You will not convince the Islamic world, which invokes Sharia law, to change its belief system, especially not if the West itself appears to have been gripped by a deep crisis of meaning. Which, I think, is a matter many people are concerned with.

The spreading by denigration of symbols like the headscarf with attached texts like the above is an expression of anger or ridicule. Now we all know that this leads to the opposite of the intended. It is turning-off and deepening aversion instead of courage to approach those who are understood to be different.

If I were to ridicule you personally, would any form of communication be hostile, or would we simply stop talking to each other, or not?

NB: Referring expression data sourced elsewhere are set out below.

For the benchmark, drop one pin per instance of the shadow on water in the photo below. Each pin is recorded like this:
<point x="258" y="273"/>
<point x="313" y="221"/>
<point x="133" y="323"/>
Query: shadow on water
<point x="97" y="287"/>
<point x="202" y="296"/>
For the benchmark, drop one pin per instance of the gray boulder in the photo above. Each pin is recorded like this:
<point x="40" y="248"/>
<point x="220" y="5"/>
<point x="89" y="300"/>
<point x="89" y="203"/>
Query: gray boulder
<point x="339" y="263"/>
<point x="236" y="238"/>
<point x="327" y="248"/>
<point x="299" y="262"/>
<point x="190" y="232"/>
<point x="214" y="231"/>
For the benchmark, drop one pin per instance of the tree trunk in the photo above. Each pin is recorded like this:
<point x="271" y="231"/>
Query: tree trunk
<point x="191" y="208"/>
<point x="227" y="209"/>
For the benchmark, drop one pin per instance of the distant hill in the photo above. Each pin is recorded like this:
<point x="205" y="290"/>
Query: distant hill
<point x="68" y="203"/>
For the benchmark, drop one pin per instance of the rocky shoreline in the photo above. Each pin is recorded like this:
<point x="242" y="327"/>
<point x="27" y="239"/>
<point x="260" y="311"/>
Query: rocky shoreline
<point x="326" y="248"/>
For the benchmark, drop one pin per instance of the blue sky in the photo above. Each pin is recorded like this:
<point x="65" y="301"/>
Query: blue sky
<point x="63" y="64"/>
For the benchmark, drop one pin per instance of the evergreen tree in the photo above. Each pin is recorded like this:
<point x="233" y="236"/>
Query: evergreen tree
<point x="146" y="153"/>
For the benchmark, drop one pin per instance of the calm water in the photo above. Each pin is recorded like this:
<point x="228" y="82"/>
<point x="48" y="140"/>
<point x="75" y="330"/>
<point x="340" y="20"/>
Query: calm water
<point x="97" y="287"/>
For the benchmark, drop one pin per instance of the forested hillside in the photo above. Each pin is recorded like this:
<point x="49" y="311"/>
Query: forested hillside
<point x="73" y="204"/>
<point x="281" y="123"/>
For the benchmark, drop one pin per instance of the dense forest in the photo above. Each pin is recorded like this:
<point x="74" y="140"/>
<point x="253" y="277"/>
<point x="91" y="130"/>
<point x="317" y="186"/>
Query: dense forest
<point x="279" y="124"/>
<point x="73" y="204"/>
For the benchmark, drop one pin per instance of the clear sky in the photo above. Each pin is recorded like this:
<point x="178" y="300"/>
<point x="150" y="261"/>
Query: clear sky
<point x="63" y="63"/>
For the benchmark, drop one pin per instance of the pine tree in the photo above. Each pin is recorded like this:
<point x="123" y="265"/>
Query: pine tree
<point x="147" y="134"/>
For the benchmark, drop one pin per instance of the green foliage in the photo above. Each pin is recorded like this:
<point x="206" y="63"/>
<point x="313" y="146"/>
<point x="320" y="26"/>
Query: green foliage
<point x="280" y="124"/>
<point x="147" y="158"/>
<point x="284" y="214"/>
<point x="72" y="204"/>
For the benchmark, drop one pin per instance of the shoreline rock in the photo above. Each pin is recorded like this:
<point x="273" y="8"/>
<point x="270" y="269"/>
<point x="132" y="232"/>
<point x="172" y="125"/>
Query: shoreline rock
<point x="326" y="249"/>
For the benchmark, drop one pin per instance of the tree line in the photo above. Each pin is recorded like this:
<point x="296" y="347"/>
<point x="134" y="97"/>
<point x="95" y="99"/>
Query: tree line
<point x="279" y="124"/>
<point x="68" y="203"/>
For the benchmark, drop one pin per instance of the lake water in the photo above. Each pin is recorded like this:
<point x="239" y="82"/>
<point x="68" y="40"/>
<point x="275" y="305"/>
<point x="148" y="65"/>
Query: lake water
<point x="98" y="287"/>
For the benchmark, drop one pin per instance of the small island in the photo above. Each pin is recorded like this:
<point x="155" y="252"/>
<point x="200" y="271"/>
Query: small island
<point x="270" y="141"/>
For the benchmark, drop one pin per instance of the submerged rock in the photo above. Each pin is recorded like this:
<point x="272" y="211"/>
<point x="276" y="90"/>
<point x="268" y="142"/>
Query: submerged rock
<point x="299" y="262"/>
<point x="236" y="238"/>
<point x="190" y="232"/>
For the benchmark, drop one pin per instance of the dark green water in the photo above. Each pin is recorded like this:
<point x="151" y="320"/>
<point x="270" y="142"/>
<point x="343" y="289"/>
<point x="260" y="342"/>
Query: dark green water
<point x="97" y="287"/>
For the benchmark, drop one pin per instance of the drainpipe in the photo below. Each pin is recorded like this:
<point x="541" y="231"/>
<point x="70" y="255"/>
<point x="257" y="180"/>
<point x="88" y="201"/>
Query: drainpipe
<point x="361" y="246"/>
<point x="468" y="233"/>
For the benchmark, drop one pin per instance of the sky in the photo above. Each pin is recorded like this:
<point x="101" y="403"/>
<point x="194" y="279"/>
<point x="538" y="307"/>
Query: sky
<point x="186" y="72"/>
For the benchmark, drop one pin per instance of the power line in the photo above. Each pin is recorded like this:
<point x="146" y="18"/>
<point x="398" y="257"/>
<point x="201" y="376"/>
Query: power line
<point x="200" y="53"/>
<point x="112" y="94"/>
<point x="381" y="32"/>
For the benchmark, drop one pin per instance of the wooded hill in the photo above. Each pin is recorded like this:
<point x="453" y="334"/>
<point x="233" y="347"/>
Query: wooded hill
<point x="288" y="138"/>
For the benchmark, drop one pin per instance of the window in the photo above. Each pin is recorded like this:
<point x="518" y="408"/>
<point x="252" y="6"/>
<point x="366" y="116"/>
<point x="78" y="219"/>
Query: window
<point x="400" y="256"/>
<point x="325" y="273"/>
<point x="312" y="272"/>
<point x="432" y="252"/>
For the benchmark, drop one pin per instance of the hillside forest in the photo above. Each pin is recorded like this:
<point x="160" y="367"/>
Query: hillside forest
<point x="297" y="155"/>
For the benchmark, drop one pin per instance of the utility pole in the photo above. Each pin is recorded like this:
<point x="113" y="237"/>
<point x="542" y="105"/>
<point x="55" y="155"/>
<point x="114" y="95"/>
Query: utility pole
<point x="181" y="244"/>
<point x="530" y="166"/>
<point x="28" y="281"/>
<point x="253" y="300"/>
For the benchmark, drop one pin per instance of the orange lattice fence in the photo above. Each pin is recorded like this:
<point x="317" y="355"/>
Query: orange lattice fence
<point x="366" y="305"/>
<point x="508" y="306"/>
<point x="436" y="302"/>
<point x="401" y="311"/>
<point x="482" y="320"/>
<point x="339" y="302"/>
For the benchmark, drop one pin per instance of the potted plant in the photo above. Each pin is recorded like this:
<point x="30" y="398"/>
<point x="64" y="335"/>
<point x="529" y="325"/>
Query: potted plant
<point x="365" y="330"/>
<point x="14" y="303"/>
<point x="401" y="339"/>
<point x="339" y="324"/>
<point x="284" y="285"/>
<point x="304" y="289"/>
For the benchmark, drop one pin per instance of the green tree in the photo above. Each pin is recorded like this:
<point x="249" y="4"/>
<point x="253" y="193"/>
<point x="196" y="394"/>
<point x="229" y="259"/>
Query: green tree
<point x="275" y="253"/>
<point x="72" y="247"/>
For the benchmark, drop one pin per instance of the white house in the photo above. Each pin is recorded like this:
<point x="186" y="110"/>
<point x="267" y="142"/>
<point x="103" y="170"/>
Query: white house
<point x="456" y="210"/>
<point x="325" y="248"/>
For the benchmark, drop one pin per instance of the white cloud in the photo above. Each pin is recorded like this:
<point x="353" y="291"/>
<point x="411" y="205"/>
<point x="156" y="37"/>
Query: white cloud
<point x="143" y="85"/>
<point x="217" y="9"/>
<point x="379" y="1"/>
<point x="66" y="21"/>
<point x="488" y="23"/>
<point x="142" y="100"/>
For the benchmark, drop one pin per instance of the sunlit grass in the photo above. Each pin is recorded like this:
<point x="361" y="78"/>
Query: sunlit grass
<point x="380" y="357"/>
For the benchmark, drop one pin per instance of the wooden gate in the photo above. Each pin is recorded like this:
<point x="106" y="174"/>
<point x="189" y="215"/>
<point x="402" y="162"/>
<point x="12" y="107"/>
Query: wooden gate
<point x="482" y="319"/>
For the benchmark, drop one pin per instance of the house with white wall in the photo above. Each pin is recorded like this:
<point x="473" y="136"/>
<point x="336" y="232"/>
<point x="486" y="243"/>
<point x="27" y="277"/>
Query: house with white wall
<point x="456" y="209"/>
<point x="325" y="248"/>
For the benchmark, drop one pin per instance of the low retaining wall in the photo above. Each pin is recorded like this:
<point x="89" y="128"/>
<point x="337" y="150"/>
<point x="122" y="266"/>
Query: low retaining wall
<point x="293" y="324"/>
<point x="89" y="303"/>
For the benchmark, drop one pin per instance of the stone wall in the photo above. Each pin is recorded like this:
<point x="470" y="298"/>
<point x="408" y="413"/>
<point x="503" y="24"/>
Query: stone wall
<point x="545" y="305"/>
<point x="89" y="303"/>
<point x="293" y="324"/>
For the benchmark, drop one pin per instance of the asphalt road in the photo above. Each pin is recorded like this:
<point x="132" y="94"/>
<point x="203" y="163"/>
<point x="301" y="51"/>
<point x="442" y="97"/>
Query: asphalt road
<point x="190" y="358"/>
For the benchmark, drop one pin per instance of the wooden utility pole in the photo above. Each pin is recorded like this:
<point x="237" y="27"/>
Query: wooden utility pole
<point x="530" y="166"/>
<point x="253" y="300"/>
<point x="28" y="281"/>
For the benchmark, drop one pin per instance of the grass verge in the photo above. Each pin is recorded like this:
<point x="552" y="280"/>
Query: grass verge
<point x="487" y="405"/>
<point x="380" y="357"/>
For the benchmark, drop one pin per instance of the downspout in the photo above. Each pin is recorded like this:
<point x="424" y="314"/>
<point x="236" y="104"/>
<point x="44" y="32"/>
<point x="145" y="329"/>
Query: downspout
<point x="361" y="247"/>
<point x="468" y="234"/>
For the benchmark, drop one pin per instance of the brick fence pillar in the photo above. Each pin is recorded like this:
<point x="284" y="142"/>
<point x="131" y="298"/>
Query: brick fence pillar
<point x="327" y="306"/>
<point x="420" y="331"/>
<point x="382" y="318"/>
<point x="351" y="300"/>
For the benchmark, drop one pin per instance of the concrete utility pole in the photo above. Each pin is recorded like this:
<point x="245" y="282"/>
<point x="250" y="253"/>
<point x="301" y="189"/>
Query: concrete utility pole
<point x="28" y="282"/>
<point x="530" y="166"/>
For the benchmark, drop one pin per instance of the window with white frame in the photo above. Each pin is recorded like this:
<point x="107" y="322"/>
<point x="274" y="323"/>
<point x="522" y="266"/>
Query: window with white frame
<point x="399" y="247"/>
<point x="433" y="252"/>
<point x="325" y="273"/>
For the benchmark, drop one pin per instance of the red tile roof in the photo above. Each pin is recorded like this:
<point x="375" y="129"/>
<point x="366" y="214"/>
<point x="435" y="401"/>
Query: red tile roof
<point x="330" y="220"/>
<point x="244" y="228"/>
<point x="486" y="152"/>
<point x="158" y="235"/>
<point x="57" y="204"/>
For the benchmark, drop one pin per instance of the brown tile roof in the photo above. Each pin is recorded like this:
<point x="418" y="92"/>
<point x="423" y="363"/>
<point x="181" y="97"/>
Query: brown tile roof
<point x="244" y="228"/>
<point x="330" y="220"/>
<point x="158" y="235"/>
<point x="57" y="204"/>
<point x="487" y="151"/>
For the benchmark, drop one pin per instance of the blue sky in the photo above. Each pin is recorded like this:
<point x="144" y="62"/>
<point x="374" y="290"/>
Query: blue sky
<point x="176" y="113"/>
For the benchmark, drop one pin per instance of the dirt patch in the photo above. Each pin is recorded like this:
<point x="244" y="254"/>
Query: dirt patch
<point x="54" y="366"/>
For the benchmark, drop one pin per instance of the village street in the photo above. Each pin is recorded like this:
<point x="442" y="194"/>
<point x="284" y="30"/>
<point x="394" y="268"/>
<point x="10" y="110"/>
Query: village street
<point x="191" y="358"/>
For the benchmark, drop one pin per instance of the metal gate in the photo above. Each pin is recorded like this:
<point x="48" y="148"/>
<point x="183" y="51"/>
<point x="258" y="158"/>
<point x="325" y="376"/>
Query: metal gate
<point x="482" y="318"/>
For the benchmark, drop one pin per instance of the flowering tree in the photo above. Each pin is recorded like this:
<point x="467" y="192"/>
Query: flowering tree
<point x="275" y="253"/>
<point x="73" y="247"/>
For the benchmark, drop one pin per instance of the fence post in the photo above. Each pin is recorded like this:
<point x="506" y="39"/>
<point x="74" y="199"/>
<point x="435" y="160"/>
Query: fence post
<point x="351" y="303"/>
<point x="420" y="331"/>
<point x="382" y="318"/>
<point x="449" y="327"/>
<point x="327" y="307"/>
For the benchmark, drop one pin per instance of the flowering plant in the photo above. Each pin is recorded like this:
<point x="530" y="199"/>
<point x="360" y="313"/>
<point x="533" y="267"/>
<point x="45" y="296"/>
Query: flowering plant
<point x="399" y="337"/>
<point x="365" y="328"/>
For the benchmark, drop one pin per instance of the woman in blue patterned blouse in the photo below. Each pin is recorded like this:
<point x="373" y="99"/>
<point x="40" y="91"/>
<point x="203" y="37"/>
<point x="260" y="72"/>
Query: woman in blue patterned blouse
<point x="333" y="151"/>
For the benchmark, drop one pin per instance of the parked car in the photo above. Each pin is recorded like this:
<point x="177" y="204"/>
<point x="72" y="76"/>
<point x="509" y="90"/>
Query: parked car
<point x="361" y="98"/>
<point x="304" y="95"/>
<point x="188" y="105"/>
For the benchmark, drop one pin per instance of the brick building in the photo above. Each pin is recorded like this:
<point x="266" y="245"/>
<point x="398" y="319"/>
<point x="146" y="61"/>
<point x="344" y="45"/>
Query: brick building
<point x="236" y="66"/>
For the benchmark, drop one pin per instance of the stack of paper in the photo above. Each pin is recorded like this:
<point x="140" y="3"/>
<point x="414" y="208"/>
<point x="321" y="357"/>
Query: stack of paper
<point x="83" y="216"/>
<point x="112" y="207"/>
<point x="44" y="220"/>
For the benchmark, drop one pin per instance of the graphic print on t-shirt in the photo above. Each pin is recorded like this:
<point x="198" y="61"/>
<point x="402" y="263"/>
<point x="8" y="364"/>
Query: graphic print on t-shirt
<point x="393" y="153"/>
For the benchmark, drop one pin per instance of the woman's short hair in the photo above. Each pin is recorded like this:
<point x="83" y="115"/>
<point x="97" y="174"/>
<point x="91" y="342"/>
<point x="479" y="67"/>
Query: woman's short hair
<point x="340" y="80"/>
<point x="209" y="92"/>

This development, that the Sharia will one day be a thing of the past, may no longer occur during your and my lifetime. In the history of human development it has always proved to be the better strategy to get in touch with enemies and to show them a certain respect for their traditions, no matter how absurd and distorted they may seem.

Only the constant dripping hollows the stone. But satires or contemptuous memes throw back the efforts of all those who want to overcome their strangeness to each other. People must first spend several generations in a different culture in order to change their canon of values. The old is only slowly replaced by the new.

One can take a critical look at Sharia law. But I would think that if it were a matter of more in-depth and well-founded research that discusses history and the further causes for adhering to outdated traditions, I would be in favour. I would assume that this is especially the case in countries that are going through many crises, for example Afghanistan, which has been a battlefield for many decades. People who suffer uninterruptedly from armed conflicts tend to cling more firmly to their faith and to the old, because there is often hardly anything else that makes sense to them.

I know this at first hand, because I come from a family that had to stay away from home for more than forty years, my parents and grandparents have a long history of expulsion, and they clung very much to a belief in God, because otherwise they would most likely have gone mad. From my point of view war and captivity are often involved with the belief system.